Here the heroku config:get command is used to fetch the full PG connection info for the target app.

Outside Heroku

Somewhat un-intuitively for a Heroku CLI plugin, you can also use pg:transfer to transfer data between two databases that are not associated with Heroku. Since the plugin accepts raw connection URLs for both the --from and the --to locations you're really not limited in how you use the feature.

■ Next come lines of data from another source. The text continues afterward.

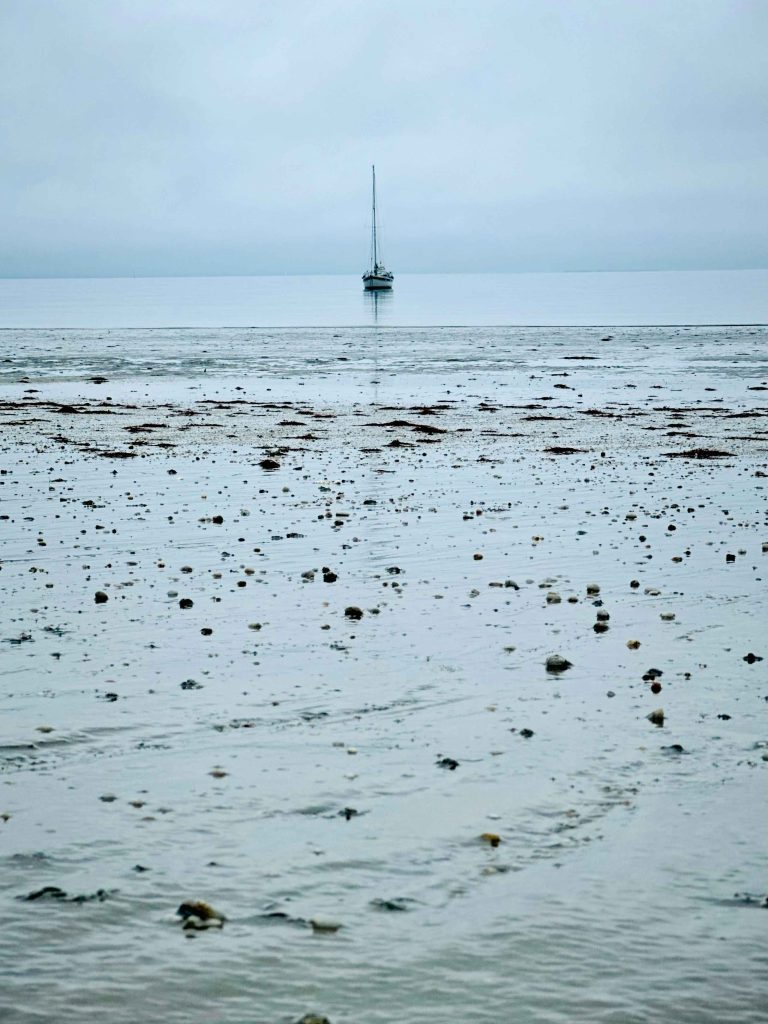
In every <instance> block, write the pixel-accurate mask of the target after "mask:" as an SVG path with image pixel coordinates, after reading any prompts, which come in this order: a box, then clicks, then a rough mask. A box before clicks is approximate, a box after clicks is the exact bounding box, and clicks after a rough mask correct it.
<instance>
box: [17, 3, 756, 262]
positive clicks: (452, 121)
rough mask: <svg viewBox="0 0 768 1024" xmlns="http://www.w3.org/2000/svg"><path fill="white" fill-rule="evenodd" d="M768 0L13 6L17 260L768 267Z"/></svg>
mask: <svg viewBox="0 0 768 1024" xmlns="http://www.w3.org/2000/svg"><path fill="white" fill-rule="evenodd" d="M766 30H768V5H766V4H764V3H763V2H762V0H754V2H750V0H708V2H701V0H695V2H693V0H676V2H675V3H670V2H668V0H665V2H657V0H648V2H644V3H640V2H637V3H636V2H622V3H615V2H614V0H529V2H528V0H516V2H515V0H506V2H501V0H499V2H497V0H475V2H473V3H470V2H455V3H446V2H442V3H434V2H429V0H424V2H414V0H412V2H409V3H406V2H402V0H389V2H388V3H387V4H386V5H378V6H376V5H371V4H366V3H362V2H352V0H336V2H331V0H316V2H314V3H309V2H299V0H285V2H282V3H280V4H278V3H263V2H253V0H221V2H219V3H216V4H211V3H209V2H207V3H202V2H198V0H183V2H181V0H166V2H164V3H160V4H159V3H157V2H150V0H110V2H103V0H47V2H46V0H5V2H4V3H3V4H2V6H0V141H1V142H2V146H3V155H4V159H3V161H2V165H1V166H0V231H2V236H3V239H4V242H5V244H4V245H3V247H2V251H1V252H0V273H2V274H4V275H26V274H31V275H35V274H91V273H96V274H98V273H118V274H119V273H132V272H135V273H248V272H267V273H268V272H311V271H314V272H336V271H338V272H346V271H356V270H359V269H360V268H361V264H362V263H364V262H365V259H366V255H367V251H368V237H367V232H368V203H369V198H368V188H369V177H368V175H369V166H370V164H371V163H372V162H373V161H375V162H376V163H377V166H378V169H379V176H380V182H381V201H382V213H383V218H384V230H385V243H386V246H387V249H386V254H387V257H388V259H389V261H390V262H391V263H392V264H393V266H394V267H395V268H396V269H398V270H400V271H404V270H413V271H416V270H425V271H428V270H493V269H568V268H572V269H586V268H628V267H668V266H669V267H684V266H690V267H717V266H722V267H729V266H759V265H765V264H766V244H765V239H766V237H767V236H768V231H767V228H768V205H767V204H766V203H765V184H764V183H765V181H766V180H768V137H767V136H766V131H765V125H766V115H768V90H767V89H766V70H765V69H766V62H765V57H764V54H765V49H766V42H768V31H766Z"/></svg>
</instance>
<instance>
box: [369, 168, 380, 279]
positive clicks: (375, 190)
mask: <svg viewBox="0 0 768 1024" xmlns="http://www.w3.org/2000/svg"><path fill="white" fill-rule="evenodd" d="M371 171H372V173H373V181H374V187H373V210H374V215H373V223H374V239H373V241H374V268H376V267H377V266H378V265H379V250H378V242H377V239H376V167H375V166H374V165H373V164H372V165H371Z"/></svg>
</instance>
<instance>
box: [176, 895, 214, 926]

As Postgres' fame grows more and more platforms are supporting the database. Transferring data between Engine Yard Postgres databases, between dbs on EY and Heroku, or from EY to your local database is simple. Though you need the heroku command on your path it's really quite agnostic.

To transfer from EY PG to your local database at the env var DATABASE_URL:

$ heroku pg:transfer --from "postgres://deploy:password@127.0.0.1:5433/dbname" --to $DATABASE_URL

To gain ingress to an EY Postgres database, follow the SSH tunnel instructions here. Hence the local 127.0.0.1 connection URL in this example.

The Heroku pg:transfer CLI plugin is a much more stable and flexible tool for migrating data between Postgres databases than the Taps gem and the corresponding db:pull or db:push commands. Use it to robustly manage data transfer between Postgres databases.